Dans cet ouvrage, elle affronte l'héritage de ses origines. le déclencheur de l'écriture du livre a été la guerre en Ukraine. « Tout à coup, jusqu'à mon nom de famille, mon lieu de naissance, ma langue maternelle, la guerre me ramena à ce que je n'avais plus voulu être. » (p. 11) En effet, depuis toute petite, elle a souhaité éradiquer sa russéité, mais les autres (les enfants, les enseignants) le lui rappelaient. L'auteure précise que dans les années 1990, la Russie était perdue négativement. Elle exprime la honte qu'elle ressentait d'être russe.« C'est pour me laver de cette déconsidération de soi, que j'ai pris la décision de cesser d'être russe. » (p. 47)
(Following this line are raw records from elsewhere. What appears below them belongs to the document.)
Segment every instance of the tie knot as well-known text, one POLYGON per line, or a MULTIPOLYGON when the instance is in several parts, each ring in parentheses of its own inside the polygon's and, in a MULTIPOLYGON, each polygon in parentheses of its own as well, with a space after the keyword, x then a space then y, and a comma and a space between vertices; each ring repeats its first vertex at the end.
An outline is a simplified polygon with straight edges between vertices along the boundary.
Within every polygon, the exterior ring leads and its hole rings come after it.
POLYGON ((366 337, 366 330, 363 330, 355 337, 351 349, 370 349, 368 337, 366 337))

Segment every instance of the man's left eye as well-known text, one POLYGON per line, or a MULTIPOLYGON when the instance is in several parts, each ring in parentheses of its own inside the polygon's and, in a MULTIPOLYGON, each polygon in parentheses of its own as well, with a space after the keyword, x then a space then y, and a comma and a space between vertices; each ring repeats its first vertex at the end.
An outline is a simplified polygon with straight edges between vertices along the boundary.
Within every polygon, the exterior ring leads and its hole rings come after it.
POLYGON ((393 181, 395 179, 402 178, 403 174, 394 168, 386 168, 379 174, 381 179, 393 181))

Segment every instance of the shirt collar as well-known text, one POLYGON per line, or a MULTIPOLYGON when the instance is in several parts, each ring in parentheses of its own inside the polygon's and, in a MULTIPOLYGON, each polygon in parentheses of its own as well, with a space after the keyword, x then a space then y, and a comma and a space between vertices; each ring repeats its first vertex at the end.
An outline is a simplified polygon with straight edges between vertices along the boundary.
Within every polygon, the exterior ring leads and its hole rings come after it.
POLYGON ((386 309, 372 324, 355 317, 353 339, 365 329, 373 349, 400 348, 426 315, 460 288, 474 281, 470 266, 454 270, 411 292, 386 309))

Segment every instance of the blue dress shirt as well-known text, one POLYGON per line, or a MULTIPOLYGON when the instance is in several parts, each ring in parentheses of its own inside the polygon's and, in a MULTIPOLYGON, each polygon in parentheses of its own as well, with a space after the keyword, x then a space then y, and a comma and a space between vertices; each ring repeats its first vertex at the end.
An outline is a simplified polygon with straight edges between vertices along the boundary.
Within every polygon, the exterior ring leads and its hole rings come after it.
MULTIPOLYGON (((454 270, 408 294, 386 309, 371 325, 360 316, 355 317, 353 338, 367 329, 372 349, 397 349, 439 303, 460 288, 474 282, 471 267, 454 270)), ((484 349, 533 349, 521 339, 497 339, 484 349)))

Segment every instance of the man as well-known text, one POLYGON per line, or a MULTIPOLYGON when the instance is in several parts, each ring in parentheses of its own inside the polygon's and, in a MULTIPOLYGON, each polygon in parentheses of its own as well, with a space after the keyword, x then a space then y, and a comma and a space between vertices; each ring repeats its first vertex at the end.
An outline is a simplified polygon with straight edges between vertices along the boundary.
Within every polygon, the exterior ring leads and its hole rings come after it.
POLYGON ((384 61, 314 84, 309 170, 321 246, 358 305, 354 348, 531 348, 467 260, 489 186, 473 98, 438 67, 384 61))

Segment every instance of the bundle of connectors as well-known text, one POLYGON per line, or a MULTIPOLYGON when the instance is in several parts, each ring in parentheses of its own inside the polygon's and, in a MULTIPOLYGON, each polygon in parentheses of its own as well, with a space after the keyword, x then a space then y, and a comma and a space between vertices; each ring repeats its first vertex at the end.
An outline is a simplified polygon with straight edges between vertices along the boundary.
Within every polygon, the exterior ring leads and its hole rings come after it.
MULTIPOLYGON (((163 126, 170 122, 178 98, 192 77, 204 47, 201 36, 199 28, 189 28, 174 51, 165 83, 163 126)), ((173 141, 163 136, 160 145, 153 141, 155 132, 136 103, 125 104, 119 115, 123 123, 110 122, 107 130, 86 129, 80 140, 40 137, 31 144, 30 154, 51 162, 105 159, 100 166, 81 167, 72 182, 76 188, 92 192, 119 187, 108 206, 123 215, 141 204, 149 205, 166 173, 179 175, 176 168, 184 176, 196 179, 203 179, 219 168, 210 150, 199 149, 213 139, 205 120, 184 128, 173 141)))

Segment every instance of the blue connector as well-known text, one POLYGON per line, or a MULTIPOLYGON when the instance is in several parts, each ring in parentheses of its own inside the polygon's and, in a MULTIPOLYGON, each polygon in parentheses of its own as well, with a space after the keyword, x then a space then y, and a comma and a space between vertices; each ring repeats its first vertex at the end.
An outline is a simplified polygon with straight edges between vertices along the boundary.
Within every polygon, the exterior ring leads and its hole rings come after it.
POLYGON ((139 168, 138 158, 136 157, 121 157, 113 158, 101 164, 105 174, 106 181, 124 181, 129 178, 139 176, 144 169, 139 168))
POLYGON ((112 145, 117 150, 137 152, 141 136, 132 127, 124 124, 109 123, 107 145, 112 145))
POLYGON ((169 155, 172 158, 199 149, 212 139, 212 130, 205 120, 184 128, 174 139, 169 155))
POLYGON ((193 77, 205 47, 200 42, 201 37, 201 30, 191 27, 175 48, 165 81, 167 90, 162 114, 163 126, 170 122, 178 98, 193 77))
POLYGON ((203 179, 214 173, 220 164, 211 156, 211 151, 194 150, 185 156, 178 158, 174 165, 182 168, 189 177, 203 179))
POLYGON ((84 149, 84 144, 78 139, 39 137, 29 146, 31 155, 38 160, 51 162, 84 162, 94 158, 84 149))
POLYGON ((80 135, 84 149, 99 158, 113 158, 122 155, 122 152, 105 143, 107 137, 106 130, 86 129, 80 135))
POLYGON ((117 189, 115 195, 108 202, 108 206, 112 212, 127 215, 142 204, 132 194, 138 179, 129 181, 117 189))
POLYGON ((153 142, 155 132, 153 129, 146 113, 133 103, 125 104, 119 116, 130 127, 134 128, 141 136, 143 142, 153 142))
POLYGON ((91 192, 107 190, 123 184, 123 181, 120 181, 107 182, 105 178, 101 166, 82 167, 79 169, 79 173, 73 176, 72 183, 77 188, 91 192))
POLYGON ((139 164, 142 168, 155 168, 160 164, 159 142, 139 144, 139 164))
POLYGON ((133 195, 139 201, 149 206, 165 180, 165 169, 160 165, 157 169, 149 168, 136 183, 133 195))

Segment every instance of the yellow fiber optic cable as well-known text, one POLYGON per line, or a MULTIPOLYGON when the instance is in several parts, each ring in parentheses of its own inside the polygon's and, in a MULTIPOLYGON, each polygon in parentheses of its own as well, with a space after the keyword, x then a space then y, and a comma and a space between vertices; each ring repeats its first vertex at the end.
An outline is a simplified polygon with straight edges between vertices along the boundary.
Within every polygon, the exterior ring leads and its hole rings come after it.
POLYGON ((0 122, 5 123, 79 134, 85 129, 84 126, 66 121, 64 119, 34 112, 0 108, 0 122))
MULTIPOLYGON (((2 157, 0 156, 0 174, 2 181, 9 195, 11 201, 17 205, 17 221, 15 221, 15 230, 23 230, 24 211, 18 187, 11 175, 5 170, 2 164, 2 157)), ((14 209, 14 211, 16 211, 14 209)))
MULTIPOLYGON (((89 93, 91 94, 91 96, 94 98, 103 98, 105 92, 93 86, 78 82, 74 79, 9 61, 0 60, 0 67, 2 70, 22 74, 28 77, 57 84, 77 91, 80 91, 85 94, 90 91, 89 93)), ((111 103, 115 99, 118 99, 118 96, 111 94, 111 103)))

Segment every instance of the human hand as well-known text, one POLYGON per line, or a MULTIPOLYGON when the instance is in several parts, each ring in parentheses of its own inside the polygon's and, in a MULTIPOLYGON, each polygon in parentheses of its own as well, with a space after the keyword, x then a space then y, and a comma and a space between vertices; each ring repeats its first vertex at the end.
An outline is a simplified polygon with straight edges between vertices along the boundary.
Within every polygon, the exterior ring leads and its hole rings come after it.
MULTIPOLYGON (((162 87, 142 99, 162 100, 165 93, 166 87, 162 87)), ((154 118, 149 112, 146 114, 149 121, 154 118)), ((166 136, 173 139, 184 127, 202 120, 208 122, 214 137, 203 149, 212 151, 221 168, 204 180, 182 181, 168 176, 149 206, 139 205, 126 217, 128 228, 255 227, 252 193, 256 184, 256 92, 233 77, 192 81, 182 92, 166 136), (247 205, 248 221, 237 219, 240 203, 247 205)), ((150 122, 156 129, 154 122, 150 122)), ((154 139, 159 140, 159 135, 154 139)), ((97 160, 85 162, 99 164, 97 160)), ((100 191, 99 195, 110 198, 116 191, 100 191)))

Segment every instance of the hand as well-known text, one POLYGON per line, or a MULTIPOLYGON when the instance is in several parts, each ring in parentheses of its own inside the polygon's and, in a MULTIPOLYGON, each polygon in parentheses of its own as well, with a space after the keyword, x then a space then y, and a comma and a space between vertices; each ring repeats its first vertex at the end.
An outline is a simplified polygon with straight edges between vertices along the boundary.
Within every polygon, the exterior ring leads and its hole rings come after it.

De l'inconvénient d'être russe explore son histoire, l'immigration de sa famille, l'exil et la construction de son identité, sous le prisme de sa nationalité de naissance, qu'elle s'est toujours efforcée d'effacer. Une envie féroce d'assimilation a façonné sa personnalité. Régulièrement, elle conte des anecdotes de sa vie, qu'elle déplie ensuite à plus large échelle et transpose sur le vrai visage de la Russie. Elle indique que la littérature russe crée une vision imaginaire du pays. Elle s'applique à montrer la réalité de la civilisation russe, à travers la politique et le social. Son analyse permet d'approcher des raisons de la soumission et de l'endoctrinement de la population.

Diana Filippova part de l'intime pour embrasser le général et proposer sa perception de son pays natal, contre lequel elle se révolte. Les parts de son existence sont empreintes de sa vérité et d'authenticité. J'ai été amusée de reconnaître des lieux que je connais bien. Sans être nommés, leur description ne prête pas à confusion, pour les personnes qui ont vécu à Nancy. L'introspection est poussée, elle demande de l'attention, cependant, elle propose une perspective intéressante de l'attitude du peuple russe et de son refus de l'altérité. Elle montre la difficulté de l'auteure à accepter sa russéité et son combat intrinsèque. C'est un livre instructif et éclairant.

Lien : https://valmyvoyoulit.com/20..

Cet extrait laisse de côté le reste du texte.